FILED
NOT FOR PUBLICATION MAY 24 2012
MOLLY C. DWYER, CLERK
UNITED STATES COURT OF APPEALS U .S. C O U R T OF APPE ALS
FOR THE NINTH CIRCUIT
GLENN LITWAK, No. 10-70787
Petitioner - Appellant, Tax Ct. No. 21122-07L
v.
MEMORANDUM *
COMMISSIONER OF INTERNAL
REVENUE,
Respondent - Appellee.
Appeal from a Decision of the
United States Tax Court
Submitted May 15, 2012 **
Before: CANBY, GRABER, and M. SMITH, Circuit Judges.
Glenn Litwak appeals from the Tax Court’s decision after a bench trial,
upholding the Commissioner of Internal Revenue’s (“Commissioner”)

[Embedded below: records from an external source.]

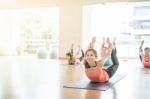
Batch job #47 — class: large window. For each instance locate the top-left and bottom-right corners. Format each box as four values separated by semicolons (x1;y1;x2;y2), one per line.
83;2;150;58
0;7;59;58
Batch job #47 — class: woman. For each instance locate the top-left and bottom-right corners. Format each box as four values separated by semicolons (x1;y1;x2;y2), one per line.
84;38;119;83
66;44;84;65
139;41;150;67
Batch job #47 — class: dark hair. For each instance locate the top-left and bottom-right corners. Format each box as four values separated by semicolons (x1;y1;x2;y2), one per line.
144;47;150;50
83;49;97;68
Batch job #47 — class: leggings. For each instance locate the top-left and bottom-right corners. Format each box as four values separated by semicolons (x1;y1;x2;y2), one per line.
106;48;119;78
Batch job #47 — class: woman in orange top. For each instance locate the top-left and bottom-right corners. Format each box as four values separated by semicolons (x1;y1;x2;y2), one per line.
84;38;119;83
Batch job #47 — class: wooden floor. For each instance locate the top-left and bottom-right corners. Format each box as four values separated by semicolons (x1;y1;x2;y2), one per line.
0;56;150;99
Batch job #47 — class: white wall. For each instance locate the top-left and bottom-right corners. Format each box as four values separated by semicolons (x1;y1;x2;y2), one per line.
0;0;148;57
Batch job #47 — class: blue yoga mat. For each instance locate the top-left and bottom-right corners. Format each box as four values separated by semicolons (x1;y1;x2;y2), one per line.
63;74;126;91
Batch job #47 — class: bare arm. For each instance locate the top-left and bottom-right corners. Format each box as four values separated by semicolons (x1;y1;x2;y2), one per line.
101;38;113;63
139;40;144;55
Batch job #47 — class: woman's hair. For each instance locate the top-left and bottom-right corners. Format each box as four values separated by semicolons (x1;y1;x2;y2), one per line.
83;49;97;68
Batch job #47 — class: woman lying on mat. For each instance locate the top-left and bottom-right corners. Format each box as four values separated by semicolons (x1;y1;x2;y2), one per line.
84;38;119;82
139;41;150;67
66;44;84;65
101;38;112;68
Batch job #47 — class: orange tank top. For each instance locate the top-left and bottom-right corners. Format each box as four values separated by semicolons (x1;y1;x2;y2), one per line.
85;61;109;83
142;60;150;67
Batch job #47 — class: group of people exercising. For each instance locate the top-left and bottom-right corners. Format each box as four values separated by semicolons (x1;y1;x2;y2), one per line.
66;37;150;83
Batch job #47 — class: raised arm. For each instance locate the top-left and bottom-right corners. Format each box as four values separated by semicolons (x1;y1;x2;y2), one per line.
101;38;113;60
139;40;144;55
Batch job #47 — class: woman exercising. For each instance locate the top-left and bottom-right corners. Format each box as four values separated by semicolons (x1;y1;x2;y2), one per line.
139;41;150;67
84;38;119;83
66;44;84;65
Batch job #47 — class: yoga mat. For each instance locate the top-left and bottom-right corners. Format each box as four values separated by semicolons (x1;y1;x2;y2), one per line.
63;74;126;91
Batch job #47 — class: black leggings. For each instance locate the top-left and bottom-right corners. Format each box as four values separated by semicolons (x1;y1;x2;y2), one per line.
106;48;119;78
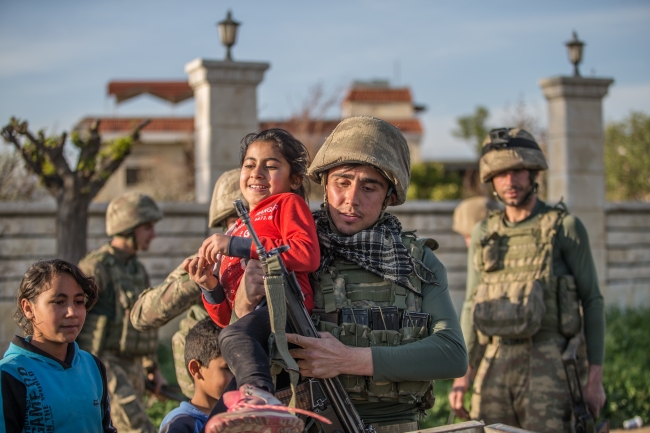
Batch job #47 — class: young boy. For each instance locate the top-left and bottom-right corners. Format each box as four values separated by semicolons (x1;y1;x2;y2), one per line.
160;317;233;433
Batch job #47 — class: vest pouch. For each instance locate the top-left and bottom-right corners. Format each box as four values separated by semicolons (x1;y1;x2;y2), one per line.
557;275;582;338
336;322;370;400
366;329;402;401
472;280;546;338
481;232;501;272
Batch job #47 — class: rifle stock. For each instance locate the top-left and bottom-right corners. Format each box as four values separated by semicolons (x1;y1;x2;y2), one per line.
562;335;609;433
233;200;375;433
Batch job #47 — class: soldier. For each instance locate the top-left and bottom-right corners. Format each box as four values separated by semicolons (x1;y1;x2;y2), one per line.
131;168;243;398
450;128;605;432
77;193;164;432
218;117;467;433
451;196;502;248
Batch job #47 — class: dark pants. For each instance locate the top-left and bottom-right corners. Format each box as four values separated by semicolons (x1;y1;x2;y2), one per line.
219;306;275;393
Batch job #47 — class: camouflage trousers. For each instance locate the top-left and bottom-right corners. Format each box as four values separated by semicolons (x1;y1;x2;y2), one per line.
470;338;571;433
101;353;157;433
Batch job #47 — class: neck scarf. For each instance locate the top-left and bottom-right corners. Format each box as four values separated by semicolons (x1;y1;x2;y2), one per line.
313;210;435;294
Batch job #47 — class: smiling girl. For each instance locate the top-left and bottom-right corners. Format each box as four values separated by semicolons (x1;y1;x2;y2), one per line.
186;128;320;433
0;259;116;433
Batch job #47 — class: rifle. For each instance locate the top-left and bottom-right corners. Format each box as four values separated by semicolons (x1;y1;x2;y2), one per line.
233;199;375;433
562;335;609;433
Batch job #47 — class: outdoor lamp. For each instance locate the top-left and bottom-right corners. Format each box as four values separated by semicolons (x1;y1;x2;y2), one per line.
566;31;585;77
217;11;239;60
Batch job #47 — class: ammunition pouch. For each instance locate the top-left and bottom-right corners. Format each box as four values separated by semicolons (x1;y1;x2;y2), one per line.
313;307;434;404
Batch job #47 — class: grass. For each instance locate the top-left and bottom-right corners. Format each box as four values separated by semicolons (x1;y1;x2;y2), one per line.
147;308;650;428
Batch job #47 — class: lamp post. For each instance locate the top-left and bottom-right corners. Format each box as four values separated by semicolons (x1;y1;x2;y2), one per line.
566;30;585;77
217;11;240;60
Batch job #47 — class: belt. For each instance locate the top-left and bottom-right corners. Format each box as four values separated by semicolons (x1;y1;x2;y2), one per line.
375;421;418;433
492;331;567;346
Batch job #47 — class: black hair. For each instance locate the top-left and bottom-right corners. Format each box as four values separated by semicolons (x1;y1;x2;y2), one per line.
239;128;309;200
185;317;221;377
14;259;99;335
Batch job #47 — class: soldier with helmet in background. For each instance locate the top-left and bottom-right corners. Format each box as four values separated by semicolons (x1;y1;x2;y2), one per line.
225;117;467;433
131;168;243;398
77;193;165;432
450;128;605;432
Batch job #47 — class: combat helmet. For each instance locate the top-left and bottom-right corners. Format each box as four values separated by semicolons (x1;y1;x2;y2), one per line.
208;168;248;227
106;192;163;236
308;117;411;206
479;128;548;182
451;196;501;236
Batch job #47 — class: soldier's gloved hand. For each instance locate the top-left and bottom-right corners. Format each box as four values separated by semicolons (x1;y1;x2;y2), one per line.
583;365;606;419
183;257;219;290
199;233;232;265
235;259;266;318
449;368;471;419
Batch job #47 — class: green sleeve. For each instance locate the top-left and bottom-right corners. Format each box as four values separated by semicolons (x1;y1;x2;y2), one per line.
371;248;467;382
460;220;486;368
131;256;201;331
557;215;605;365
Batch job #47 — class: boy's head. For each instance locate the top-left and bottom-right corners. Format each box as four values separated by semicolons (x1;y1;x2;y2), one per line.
185;317;233;400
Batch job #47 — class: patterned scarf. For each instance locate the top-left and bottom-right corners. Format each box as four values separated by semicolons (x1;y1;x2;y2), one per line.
313;210;435;294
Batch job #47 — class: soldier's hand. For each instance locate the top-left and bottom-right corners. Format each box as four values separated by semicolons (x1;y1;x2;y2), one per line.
235;259;266;318
449;369;471;419
287;332;374;379
199;233;231;264
183;257;219;290
583;365;606;419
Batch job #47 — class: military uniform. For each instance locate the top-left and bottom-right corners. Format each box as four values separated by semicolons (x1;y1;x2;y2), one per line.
77;193;162;432
461;130;604;432
309;117;467;433
131;168;247;398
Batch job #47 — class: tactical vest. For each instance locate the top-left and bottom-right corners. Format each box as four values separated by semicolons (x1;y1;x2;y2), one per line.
77;245;158;356
472;207;581;339
314;232;438;410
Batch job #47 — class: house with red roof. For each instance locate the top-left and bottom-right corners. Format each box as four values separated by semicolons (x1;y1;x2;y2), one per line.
75;80;424;201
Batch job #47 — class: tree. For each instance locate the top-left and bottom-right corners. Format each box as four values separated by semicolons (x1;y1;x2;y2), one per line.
0;145;47;201
451;105;491;155
2;118;149;263
406;163;462;200
605;111;650;201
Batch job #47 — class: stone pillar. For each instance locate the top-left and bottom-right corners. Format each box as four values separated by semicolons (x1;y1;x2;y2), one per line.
539;77;614;286
185;59;269;203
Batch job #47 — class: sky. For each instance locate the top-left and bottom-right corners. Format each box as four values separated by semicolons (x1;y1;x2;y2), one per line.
0;0;650;160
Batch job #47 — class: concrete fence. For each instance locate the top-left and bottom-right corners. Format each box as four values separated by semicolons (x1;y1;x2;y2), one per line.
0;201;650;350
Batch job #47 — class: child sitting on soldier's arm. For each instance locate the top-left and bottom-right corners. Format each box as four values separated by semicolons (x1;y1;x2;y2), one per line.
160;317;233;433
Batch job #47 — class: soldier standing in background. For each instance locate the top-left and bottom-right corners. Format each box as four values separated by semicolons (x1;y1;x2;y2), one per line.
77;193;165;433
451;196;503;248
450;128;605;432
131;168;245;398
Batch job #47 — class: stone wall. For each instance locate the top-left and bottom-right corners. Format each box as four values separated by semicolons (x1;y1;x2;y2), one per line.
0;201;650;349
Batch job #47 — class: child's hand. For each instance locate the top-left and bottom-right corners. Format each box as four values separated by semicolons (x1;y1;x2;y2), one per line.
199;233;231;264
183;257;219;290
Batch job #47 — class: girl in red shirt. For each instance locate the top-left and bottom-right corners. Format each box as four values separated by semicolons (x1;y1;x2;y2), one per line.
188;128;320;432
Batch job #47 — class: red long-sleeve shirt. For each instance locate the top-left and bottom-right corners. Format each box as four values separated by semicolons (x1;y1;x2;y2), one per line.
203;193;320;327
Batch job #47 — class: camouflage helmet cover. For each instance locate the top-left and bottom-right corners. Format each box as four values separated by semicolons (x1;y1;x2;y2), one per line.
208;168;248;227
106;192;163;236
479;128;548;182
451;196;501;236
308;117;411;206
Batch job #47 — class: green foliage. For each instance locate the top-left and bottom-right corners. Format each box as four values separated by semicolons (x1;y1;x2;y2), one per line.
602;308;650;427
605;111;650;201
406;163;463;200
451;105;491;155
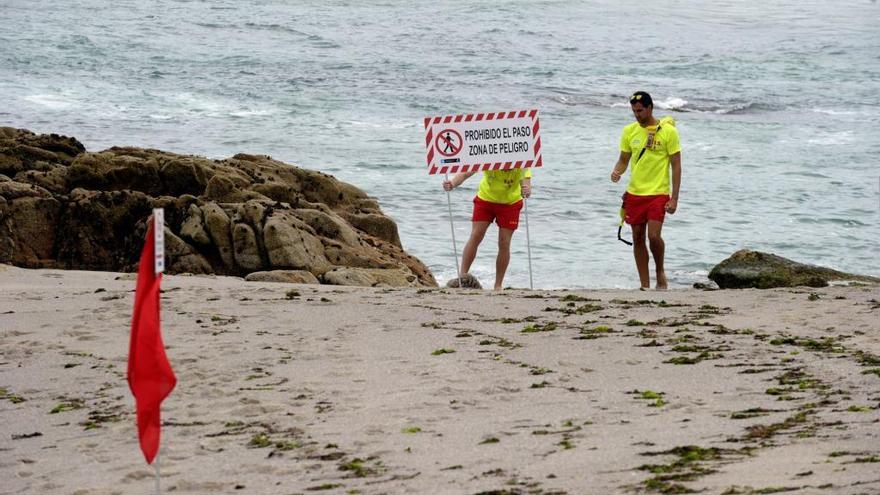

determination to reject Litwak’s offer-in-compromise and collect on his unpaid tax
*
This disposition is not appropriate for publication and is not precedent
except as provided by 9th Cir. R. 36-3.
**
The panel unanimously concludes this case is suitable for decision
without oral argument. See Fed. R. App. P. 34(a)(2).
liabilities for tax years 2000, 2001, and 2002. We have jurisdiction under 26
U.S.C. § 7482(a)(1). We review de novo the Tax Court’s conclusions, and for an
abuse of discretion the Commissioner’s rejection of an offer-in-compromise.
Keller v. Comm’r, 568 F.3d 710, 716 (9th Cir. 2009). We affirm.
The Commissioner did not abuse his discretion in rejecting as inadequate
Litwak’s offer-in-compromise because Litwak failed to establish that special
circumstances existed to support his offer to pay less than the Internal Revenue
Service (“IRS”) could collect if he filed for bankruptcy. See id. at 717-18 & n.8
(listing “special circumstances” that must be present for IRS to accept an offer that
is less than the taxpayer’s “reasonable collection potential”); see also Fargo v.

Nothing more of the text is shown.